3. « Parvenus anciens et nouveaux» – son roman unique et important, un roman écrit en six mois
Nicolae Filimon a eu le courage d’abandonner la prose contemporaine comme source d’inspiration et de revenir à la prose historique, la prose promue par les premiers pasoptistes. Le roman est sous le signe d’une catégorie sociale-morale répugnante, mais les tentatives de l’auteur de trouver la source pendant le temps dont il faisait partie ont échoué. Ainsi, il fait appel aux anciens documents en qualité de fonctionnaire à la Commission documentaire en 1859, puis aux archives de l’État.
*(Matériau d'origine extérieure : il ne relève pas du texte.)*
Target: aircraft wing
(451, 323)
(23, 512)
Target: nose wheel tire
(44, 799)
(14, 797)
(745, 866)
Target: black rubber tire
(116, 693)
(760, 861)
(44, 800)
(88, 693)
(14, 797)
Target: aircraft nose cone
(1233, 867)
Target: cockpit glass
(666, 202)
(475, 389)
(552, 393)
Il s’agit d’un premier roman dans lequel l’auteur tente de reconstituer un monde lointain, mais qui conserve néanmoins la distance historique entre le moment de l’époque et le présent. L’auteur écrira son travail dans six mois, probablement de 1861 à 1862, parallèlement à ses chroniques dramatiques aux auteurs roumains. L’époque sur laquelle le roman a ses racines est l’ère phanariote et le lieu du déroulement du fil épique est Bucarest.
Les personnages qui donnent vie à ce roman sont : Dinu Păturică, le personnage principal avec un fort désir de s’enrichir, Andronache Tuzluc, personnage de soutien, sénéchal dans la suite du souverain de Caragea, Chera Duduca, maîtresse de Tuzluc et allié de Dinu Păturică dans la perpétration des actes illégaux, Ghinea Păturică, père du personnage principal, Chir Costea Chiorul, l’intermediaire de Dinu et de la Duduca, Gheorghe Caragea, monsieur phanariot, Grigore Ghica, prince de Valachie, Gheorghe, contremaître de cour, Banul C et Maria, sa fille.
Le triangle amoureux entre Dinu Păturică, Chera Duduca, Andronache Tuzluc chevauche des événements historiques précis : le règne de Caragea, la fuite de Caragea, le règne d’Alexandre Şuţu, l’Eteria, la Révolution Tudor Vladimirescu, la chute de « M. Tudor », l’étouffement de l’Eterie, l’arrivée sur le trône de Grégoire Ghica.
Nicolae Filimon meurt le 19 mars 1865, d’une ftizie.
Ion Ghica lui fait un portrait dans une de ses Lettres et nous apprenons que : « Ceux qui le connaissaient perdaient un ami sincère, loyal, en service, toujours joyeux. Toujours satisfait du peu qu’il gagnait par son travail et son talent; caractère indépendant, il n’a jamais été sacrifié à personne; la haine et le mépris du manque de dignité et de flatterie; modeste jusqu’à rougir en entendant des éloges pour ses écrits, il n’a jamais soupçonné qu’il était un écrivain de grand talent. La littérature a perdu en lui l’un de ses lucefers » .
Le Balzac du vieux Bucarest, Nicolae Filimon est resté dans la littérature comme le premier écrivain à concevoir un roman entièrement réussi et en si peu de temps.